The RF model was set up by using four parameters (SSHA, SSTA, SSSA, SSWA), three parameters (SSHA, SSTA, SSSA), and two parameters (SSHA, SSTA) as input data sets for performance comparison. STA was estimated by RF model at 16 depth levels by using three different combinations of sea surface parameters (four parameters, three parameters, and two parameters) as RF inputs for the sake of comparison. In addition to the RF method, we also set up an SVR model (a popular supervised learning model based on support vector machine (SVM)) for global STA estimation as a comparative experiment on which method is better-suited to detecting the global-scale STA. To ensure an optimal SVR model for comparison, we carried out a cross-validation (grid-search) quantitative analysis for obtaining the best penalty (C) and Gamma (G) parameters (C = 1, G = 8) for four-parameter SVR setup.

4 Results and Discussions

The sea surface parameters (SSHA, SSTA, SSSA, and SSWA) of the global ocean on October 2010 from satellite observations are shown in Figure 3. They are input data sets for RF model with the same temporal and global coverage. The SSHA, SSTA, SSSA, and SSWA range from −2 to 2 m, −4 to 3°C, −1.5 to 1.0 PSS and −4 to 4 m/s, respectively (Figure 3). The four sea surface parameters represent distinctive spatial features with obvious spatial heterogeneity over the global ocean. The SSHA shows a significant zonal block-pattern (positive or negative) distribution over different regions of the global ocean, with an especially pronounced negative pattern in the central and eastern equatorial Pacific Ocean and positive pattern in the western North and western South Pacific Ocean (Figure 3a). The SSTA presents a significant zonal distribution pattern. The negative SST anomaly in the central and eastern equatorial Pacific Ocean presents a La-Niña-like cooling pattern with −1.5°C of Nino 3.4 index. The SST in the tropical Indian Ocean shows a negative Indian Ocean Dipole (IOD) pattern (Figure 3b). The SSSA presents a zonal and even distribution pattern in different ocean basins (Figure 3c), while the SSWA shows a zonal block-pattern and longitudinal alternation distribution over the global ocean (Figure 3d).

Details are in the caption following the image

Monthly SSHA (a), SSTA (b), SSSA (c), and SSWA (d) for the global ocean from satellite observations (sea surface parameters as RF input data sets) with identical 1° × 1° spatial resolution on October 2010.
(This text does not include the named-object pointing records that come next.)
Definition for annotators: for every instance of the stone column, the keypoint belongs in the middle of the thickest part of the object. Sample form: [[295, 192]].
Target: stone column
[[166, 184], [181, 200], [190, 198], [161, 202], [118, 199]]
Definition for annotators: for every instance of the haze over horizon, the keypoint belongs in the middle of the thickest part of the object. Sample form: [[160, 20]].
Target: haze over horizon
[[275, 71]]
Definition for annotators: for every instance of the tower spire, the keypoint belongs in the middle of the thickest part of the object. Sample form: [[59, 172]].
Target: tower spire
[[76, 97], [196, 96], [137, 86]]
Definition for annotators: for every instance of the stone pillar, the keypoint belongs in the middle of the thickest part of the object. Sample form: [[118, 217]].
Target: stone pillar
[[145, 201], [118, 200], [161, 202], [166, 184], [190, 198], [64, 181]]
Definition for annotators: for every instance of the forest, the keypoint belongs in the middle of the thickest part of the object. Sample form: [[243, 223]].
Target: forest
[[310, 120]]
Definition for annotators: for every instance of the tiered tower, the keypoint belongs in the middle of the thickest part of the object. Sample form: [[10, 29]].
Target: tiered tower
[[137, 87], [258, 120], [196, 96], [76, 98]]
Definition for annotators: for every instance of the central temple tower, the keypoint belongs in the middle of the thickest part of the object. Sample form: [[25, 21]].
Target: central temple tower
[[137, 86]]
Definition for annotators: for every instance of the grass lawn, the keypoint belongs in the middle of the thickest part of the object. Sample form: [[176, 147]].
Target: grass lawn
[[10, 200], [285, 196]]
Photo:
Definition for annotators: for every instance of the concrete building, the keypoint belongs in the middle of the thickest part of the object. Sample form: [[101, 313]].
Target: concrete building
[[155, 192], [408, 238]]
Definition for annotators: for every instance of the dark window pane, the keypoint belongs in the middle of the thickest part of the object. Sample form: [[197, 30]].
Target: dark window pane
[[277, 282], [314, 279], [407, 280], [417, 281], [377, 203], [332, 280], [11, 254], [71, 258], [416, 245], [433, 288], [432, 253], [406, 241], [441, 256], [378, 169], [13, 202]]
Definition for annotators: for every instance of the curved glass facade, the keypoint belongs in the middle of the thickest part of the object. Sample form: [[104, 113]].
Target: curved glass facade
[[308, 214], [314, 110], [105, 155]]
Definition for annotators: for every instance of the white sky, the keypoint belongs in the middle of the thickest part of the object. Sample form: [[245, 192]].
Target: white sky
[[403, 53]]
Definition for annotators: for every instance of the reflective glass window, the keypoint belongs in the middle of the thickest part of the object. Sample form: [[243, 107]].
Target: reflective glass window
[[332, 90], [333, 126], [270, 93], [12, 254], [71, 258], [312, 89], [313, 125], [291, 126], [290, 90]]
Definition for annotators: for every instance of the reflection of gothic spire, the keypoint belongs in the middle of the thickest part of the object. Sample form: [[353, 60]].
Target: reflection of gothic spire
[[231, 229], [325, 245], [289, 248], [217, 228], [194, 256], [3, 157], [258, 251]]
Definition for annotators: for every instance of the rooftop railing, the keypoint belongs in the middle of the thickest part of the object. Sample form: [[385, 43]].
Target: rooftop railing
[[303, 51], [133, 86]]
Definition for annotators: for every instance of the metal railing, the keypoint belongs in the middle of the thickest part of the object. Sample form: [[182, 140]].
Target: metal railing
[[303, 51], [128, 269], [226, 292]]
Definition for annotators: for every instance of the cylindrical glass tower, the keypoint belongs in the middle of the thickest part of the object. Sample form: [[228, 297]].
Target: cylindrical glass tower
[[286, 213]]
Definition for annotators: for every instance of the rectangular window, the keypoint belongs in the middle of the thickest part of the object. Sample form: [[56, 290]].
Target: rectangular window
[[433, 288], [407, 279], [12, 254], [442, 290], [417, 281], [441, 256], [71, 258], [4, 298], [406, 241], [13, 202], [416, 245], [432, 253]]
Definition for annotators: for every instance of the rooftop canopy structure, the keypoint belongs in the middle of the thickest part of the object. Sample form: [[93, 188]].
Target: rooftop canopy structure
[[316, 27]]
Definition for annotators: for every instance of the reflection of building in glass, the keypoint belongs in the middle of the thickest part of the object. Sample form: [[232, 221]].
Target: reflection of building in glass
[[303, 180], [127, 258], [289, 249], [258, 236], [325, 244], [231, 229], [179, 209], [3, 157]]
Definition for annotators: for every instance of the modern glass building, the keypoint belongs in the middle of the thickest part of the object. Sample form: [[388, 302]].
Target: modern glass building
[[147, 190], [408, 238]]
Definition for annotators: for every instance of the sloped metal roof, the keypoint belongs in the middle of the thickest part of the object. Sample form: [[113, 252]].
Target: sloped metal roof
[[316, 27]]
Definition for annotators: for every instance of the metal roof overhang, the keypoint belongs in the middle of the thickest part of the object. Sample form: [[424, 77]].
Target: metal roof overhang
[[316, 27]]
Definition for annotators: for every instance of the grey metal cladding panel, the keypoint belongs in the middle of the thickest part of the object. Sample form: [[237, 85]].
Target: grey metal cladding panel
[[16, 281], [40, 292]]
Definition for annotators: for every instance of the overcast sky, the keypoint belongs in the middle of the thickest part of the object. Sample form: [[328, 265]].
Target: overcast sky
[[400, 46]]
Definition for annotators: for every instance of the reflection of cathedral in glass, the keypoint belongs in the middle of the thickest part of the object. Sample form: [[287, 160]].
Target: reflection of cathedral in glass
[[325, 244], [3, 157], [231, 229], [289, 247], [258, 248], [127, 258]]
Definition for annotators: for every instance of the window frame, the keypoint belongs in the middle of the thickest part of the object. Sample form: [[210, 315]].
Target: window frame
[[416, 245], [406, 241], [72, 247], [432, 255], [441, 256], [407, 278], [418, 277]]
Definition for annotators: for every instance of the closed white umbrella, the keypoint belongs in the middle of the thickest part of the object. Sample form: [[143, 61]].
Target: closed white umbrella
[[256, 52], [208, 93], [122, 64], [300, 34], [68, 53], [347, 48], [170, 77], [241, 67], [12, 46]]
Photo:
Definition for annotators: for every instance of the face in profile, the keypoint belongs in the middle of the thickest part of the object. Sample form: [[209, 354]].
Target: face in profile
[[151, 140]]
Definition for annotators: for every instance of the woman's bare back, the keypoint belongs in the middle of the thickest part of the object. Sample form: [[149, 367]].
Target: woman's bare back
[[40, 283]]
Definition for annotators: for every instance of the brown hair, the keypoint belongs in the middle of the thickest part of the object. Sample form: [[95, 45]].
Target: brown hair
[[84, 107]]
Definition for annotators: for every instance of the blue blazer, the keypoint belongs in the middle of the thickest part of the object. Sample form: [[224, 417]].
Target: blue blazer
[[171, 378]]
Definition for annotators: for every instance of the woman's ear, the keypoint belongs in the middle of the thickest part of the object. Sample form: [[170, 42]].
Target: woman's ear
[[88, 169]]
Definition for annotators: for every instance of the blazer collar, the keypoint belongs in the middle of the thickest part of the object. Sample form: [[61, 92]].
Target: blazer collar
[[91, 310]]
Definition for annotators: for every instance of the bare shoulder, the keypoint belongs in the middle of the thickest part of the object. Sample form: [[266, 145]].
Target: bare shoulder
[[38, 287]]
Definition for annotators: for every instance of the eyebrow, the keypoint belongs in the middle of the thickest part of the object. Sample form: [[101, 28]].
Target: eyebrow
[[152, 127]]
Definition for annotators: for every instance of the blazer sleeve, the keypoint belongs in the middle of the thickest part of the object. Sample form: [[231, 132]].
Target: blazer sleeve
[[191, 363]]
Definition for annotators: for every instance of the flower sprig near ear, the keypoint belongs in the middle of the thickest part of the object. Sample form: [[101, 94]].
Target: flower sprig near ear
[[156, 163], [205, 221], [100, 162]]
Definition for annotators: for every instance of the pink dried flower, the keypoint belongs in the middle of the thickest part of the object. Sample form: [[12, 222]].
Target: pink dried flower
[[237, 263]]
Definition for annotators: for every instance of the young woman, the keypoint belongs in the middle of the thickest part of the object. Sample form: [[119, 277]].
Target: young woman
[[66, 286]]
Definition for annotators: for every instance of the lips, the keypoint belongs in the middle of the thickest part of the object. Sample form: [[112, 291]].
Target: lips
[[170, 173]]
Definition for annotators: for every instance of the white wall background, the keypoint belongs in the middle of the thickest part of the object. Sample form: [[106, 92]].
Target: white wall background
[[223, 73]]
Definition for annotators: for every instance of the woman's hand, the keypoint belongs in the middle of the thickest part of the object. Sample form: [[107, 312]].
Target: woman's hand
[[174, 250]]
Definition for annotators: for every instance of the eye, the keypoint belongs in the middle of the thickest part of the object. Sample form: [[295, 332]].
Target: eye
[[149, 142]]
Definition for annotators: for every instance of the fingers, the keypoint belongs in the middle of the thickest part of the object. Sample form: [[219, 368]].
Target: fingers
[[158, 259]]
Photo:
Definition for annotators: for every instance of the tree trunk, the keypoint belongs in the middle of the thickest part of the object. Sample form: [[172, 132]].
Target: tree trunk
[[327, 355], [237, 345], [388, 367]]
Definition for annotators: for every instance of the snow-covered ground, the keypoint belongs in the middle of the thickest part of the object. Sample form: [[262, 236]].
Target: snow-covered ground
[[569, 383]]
The RF experiments were set up for retrieving STA at 16 different depth levels upper 1,000 m (from 30 m to 1,000 m), respectively. The RF inputs included three combinations of sea surface parameters (four parameters (SSHA, SSTA, SSSA, SSWA), three parameters (SSHA, SSTA, SSSA), and two parameters (SSHA, SSTA)), which allowed us to determine which parameter combination is best-suited to the RF model and to explore the effects of SSS and SSW on the RF estimation. The RF-estimated STA from the four-parameter RF model at depths of 100, 300, 500, 700, and 1,000 m in the global ocean is shown in Figure 4. The Argo STA at the same depth levels was employed to verify the RF-estimated STA from the horizontal maps and to validate the prediction results per the performance measures discussed above (Figure 4 and Table 1).

Details are in the caption following the image

RF-estimated STA (left) based on four sea surface parameters (SSHA, SSTA, SSSA, SSWA) compared to Argo gridded STA (right) at different depth levels of the global ocean on October 2010.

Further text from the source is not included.